Most of us wouldn’t be so charitable.

Julian Assange has been reported as suggesting that the editor of the Guardian is part of a Jewish conspiracy of writers against him.

And Charlie Sheen has also been accused of antisemitism this week saying he hated Chaim Levine though he has strongly denied the accusation and has received support from, er, Mel Gibson.

What is going on? If people in the public eye can give vent to such feelings, how prevalent is antisemitism more broadly?

The Community Security Trust, a charity which monitors attacks on the Jewish community, says that last year there were 639 incidents of violence, threats or abuse against Jewish people in the UK. This was a drop on the previous year, though still the second highest total since they began collecting records in 1984 and a rise on 2008.

The CST is measured in its response. Mark Gardner of the CST said about this year’s figures: ‘antisemitism is not the most important thing in British life, but clearly there is a significant problem’. That doesn’t mean he is complacent. Far from it. He believes the situation is certainly worse than a decade ago but is also clear that it is not the whole story of the Jewish experience in the UK.

Antisemitic comments are not just a story of the comments but also of the reaction. It is one thing to make such comments but the measure of a society is how it responds. Galliano was immediately sacked. Others who have engaged in racist comments – remember Ron Atkinson a few years ago – also lost their jobs. That probably wouldn’t have happened a generation or two ago but it would be wrong to be complacent about this.

It has become fashionable to attack political correctness as a symbol of an excessively uptight society where people fear making jokes or being pounced upon by the thought police. But words matter, and tone matters. Over the years we have changed the terms used in everyday life. This change in vocabulary is important because it signals what is acceptable and what isn’t.
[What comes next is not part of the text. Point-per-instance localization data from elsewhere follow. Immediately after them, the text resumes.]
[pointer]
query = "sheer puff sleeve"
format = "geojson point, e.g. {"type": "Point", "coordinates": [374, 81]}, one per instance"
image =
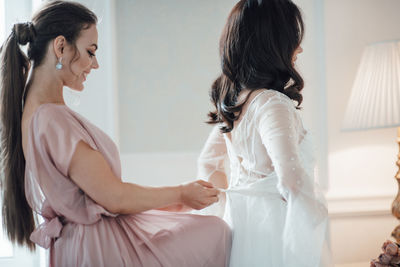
{"type": "Point", "coordinates": [305, 229]}
{"type": "Point", "coordinates": [54, 133]}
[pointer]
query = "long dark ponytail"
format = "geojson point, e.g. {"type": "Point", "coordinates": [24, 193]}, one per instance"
{"type": "Point", "coordinates": [54, 19]}
{"type": "Point", "coordinates": [14, 71]}
{"type": "Point", "coordinates": [256, 49]}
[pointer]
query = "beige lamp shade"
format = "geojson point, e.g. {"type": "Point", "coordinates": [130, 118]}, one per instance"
{"type": "Point", "coordinates": [375, 96]}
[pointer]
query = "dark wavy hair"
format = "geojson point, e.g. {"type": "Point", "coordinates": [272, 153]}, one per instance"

There may be times when political correctness has gone over the top but let us not fall for the attack on it, because the change in vocabulary that has happened over the years has been overwhelmingly in the progressive direction.

And that also means that the laws we pass are an important signal of where we stand as a society. Laws against race hate and for the advancement of equality – most of them passed by Labour governments – exist for a very good reason.

Galliano and others illustrate what the CST has found out at a community level. That there is indeed a problem out there. The law has a role to play. But far more important is how we view what these people say. And that is an ongoing battle.